Various web links I found to be of interest recently.

  • The Trashy Secret of Plastic Bag Bans

    Skeptoid Podcast

    • Myth #1: Plastic carryout bags contribute to ocean plastics
    • Myth #2: Bans decrease the amount of disposable plastic leaving the supermarket
    • Myth #3: Plastic bags are worse for the environment than other options

    And so the final conclusion on the subject of plastic bag bans is that the best solution - supported by climate science, ecology, economic theory, and proven by experimentation - is to continue to allow lightweight single-use bags to be provided for a fee by retail merchants, and to encourage shoppers to reuse durable reusable plastic bags.

  • Also for more information see: Pros and Cons of the Plastic Bag Ban Debate and
    Plastic Bag Bans and the Coronavirus - How Are They Related?

  • Capuchin monkeys reject unequal pay

    Old but still hilarious video illustrating the case for fairness and why inequality is a problem.

  • Crony Capitalism & the Case for Labor Unions

    The process by which business seeks government intervention to sustain long-term economic profit is called "rent seeking." The outcome of successful rent seeking is "crony capitalism," that is, when the government intervenes on behalf of business to allow it to sustain economic profit.
    ...
    The existence of crony capitalism is not an all-or-nothing affair. Crony capitalism can exist alongside a robust competitive sector. This is called a "dual economy." In the crony sector economic profits exist; in the competitive sector economic profits do not exist. In the competitive sector putative economic profits get dissipated to everyone through lower prices. In the crony sector, business owners are able to keep economic profits for themselves.
    ...
    Given what exists today, and what has existed for the last century in the U.S., the probability of successfully forming a political coalition that would systematically root out crony capitalism in the U.S. political system is close to zero. On the other hand, successful political coalitions supporting labor unions existed in the past, and continue today (albeit in a weakened form).

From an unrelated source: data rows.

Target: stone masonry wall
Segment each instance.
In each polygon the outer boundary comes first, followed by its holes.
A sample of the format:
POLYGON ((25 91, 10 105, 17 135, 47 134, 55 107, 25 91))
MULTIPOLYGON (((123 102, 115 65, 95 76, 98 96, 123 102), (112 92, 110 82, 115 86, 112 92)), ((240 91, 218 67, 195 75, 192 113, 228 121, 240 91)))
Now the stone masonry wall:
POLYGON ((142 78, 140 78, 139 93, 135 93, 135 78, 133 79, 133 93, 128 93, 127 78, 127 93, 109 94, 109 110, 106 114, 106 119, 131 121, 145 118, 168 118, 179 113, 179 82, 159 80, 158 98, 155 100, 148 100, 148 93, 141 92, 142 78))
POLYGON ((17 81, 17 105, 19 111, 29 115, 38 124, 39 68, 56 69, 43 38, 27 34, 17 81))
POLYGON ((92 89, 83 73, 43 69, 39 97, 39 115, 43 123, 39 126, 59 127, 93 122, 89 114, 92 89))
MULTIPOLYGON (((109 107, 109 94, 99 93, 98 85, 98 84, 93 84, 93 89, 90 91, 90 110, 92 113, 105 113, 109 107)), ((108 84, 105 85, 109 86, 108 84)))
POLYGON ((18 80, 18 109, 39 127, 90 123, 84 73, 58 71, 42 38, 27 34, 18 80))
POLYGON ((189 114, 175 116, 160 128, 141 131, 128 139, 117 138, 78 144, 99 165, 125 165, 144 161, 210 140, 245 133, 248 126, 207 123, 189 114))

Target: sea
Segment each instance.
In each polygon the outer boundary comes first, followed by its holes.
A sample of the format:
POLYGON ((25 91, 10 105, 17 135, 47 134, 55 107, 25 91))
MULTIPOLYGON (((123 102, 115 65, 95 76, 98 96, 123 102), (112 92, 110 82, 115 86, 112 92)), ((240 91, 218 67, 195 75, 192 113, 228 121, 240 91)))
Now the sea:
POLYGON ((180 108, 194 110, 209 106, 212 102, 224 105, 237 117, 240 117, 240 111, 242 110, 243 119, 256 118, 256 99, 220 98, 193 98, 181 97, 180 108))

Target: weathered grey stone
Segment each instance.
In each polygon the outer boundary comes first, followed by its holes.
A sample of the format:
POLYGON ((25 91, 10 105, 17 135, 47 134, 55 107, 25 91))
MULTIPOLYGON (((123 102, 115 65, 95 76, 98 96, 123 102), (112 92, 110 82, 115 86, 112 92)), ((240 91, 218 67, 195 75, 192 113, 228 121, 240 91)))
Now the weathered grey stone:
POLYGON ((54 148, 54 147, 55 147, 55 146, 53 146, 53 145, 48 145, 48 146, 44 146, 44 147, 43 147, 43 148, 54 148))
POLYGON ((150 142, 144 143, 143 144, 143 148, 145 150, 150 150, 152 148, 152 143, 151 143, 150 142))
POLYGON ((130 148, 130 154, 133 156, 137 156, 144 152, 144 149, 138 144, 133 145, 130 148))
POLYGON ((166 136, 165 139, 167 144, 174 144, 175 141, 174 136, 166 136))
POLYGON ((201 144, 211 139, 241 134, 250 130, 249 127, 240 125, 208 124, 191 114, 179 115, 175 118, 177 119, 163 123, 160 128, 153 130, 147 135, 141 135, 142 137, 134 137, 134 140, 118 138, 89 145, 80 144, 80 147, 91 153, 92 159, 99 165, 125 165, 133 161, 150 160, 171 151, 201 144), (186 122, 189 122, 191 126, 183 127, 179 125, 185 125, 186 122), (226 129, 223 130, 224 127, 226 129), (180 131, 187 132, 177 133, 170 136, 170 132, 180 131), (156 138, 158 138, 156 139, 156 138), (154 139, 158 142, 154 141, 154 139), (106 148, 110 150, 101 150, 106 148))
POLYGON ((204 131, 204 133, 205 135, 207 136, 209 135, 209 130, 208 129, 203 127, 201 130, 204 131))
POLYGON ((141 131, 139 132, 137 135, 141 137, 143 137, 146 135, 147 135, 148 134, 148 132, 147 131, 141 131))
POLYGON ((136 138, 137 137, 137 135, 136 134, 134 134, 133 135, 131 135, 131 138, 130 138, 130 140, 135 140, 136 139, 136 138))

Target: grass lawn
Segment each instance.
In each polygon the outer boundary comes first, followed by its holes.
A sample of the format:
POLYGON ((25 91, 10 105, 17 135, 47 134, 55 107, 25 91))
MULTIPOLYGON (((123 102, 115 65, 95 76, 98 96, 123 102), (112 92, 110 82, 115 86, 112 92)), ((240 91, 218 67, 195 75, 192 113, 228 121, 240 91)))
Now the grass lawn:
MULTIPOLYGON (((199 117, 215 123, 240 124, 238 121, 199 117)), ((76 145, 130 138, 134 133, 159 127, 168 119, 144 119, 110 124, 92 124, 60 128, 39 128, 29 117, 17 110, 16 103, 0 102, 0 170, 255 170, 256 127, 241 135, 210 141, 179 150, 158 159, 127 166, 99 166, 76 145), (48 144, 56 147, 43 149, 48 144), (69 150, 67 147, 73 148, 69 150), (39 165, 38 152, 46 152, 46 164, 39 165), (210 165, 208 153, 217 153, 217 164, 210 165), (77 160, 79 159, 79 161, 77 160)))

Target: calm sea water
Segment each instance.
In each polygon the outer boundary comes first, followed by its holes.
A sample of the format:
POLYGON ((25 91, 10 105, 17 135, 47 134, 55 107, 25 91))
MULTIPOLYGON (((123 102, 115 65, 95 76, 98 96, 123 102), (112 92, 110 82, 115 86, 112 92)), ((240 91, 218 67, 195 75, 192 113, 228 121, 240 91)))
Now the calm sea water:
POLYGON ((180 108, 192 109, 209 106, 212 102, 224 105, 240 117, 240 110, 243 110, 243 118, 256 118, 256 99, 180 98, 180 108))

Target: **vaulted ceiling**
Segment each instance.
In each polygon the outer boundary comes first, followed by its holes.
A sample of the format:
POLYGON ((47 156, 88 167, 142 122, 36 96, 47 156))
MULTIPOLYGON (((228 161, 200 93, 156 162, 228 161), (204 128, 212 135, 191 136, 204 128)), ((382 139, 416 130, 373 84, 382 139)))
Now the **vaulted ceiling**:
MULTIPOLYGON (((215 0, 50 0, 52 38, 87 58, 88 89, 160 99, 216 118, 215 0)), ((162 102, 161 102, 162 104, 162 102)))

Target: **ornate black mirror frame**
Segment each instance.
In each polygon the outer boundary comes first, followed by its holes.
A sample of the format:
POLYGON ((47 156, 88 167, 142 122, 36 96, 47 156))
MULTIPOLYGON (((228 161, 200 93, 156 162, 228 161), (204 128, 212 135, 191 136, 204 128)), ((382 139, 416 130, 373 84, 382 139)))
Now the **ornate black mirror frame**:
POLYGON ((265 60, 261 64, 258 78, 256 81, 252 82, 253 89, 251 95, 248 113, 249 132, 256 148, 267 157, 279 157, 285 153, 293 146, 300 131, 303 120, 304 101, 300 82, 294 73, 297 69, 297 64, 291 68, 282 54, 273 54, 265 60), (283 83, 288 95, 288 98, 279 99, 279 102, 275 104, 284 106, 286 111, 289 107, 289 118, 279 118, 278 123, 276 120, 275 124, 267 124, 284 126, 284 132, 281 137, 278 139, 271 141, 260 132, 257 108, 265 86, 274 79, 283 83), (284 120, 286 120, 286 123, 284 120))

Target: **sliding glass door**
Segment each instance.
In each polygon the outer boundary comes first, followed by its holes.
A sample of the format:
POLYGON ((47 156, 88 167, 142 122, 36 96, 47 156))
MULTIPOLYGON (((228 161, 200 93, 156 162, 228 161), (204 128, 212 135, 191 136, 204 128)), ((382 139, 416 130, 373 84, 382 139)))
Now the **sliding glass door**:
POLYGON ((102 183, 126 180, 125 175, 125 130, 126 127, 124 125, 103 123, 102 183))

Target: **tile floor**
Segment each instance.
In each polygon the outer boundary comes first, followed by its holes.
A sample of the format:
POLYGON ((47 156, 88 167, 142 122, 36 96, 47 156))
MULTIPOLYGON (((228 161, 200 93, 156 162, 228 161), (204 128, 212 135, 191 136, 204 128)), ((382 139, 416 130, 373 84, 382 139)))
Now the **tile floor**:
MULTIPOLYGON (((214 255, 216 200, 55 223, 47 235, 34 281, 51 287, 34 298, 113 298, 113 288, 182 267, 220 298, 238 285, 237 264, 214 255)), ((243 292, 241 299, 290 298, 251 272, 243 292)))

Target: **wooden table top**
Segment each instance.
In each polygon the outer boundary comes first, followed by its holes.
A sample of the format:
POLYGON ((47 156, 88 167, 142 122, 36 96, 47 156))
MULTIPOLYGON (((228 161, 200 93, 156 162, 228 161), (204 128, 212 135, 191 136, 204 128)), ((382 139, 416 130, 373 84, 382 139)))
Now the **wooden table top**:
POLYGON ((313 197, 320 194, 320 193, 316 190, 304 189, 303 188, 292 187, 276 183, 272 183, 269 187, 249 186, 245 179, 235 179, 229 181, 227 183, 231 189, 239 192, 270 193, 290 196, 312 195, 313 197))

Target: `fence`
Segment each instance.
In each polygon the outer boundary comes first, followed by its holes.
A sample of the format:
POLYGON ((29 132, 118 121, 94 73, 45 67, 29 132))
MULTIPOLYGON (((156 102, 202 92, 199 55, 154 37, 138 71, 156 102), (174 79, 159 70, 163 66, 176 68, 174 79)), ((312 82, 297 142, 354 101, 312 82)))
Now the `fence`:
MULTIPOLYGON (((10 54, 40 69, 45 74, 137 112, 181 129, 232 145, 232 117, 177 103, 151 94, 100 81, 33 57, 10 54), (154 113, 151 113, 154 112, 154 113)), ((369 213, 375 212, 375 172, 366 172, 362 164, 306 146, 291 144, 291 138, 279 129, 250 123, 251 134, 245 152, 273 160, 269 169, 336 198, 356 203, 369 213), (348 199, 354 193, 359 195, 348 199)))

  • Wall Street Can’t Burn Bernie

    Jeffrey D. Sachs

    America's plutocrats and their media allies are certain that US presidential candidate Bernie Sanders is unelectable, or that, if somehow elected, he would bring about the collapse of the republic. This disdain is both telling and absurd.
    ...
    In Europe, Sanders would be a mainstream social democrat. He wants to restore some basic decency to American life: universal publicly financed health care; above-poverty wages for full-time workers, along with basic benefits such as family leave for infants and paid leave for illness; college education that does not drive young adults into lifelong debt; elections that billionaires cannot buy; and public policy determined by public opinion, not corporate lobbying (which reached $3.47 billion in the United States in 2019).

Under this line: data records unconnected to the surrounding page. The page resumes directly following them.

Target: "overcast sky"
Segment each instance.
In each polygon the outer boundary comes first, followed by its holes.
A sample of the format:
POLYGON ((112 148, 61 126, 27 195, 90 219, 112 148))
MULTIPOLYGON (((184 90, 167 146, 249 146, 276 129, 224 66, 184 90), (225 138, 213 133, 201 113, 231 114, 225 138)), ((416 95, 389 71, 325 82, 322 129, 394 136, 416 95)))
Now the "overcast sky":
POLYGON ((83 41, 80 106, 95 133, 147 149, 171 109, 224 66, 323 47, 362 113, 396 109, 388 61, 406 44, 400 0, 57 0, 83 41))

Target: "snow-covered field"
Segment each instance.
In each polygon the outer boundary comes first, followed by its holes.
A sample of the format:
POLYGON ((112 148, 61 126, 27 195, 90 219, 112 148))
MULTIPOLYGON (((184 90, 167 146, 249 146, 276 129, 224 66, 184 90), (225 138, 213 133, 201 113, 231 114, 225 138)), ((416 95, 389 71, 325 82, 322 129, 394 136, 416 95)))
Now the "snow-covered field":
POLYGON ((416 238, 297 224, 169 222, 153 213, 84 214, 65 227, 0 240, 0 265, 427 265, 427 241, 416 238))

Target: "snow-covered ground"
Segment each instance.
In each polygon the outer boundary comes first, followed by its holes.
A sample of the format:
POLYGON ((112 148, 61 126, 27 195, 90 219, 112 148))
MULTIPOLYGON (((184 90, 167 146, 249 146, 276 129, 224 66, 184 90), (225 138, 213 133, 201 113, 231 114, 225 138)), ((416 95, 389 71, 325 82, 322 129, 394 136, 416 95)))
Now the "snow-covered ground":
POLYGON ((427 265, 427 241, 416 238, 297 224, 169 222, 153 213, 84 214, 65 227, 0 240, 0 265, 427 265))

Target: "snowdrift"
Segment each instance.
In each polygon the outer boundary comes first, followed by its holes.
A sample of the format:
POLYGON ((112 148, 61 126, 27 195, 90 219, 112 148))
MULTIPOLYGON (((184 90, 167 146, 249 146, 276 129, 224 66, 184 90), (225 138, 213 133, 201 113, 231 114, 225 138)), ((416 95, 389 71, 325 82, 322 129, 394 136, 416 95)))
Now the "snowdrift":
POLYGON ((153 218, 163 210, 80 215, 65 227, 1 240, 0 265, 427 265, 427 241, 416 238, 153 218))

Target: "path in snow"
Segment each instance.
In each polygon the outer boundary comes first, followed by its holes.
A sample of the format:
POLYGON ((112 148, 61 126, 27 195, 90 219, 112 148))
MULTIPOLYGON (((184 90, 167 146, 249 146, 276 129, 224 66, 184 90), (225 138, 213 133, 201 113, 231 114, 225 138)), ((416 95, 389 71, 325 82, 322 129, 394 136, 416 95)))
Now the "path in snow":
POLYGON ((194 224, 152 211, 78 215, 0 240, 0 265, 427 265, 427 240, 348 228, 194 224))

  • Gmail: Swinging the Vote?

    Google's black box algorithm controls which political emails land in your main inbox. For 2020 presidential candidates, the differences are stark.

  • Reducing Administrative Costs in U.S. Health Care

    Administrative costs account for one-quarter to one-third of total health-care spending in the United States-far greater than the amount necessary to deliver effective health care. Excessive administrative burden results in higher costs for physicians, insurers, and patients alike.
    ...
    Cutler proposes several reforms to the U.S. health-care system aimed at reducing administrative costs. Specifically, his proposal would establish a clearinghouse for bill submission, simplify prior authorization, harmonize quality reporting, and enhance data interoperability in the health-care system. Cutler's proposal to lower administrative costs could save $50 billion annually.

  • Do We Have Minds of Our Own?

    The strange, startling, and competing explanations for human--and possibly nonhuman--consciousness.

    In his new book, "Rethinking Consciousness: A Scientific Theory of Subjective Experience," the neuroscientist and psychologist Michael Graziano writes that consciousness is simply a mental illusion, a simplified interface that humans evolved as a survival strategy in order to model the processes of the brain.
    ...
    One of its pioneers, the neuroscientist Christof Koch, has a new book, "The Feeling of Life Itself: Why Consciousness Is Widespread but Can't Be Computed," in which he argues that consciousness is not unique to humans but exists throughout the animal kingdom and the insect world, and even at the microphysical level.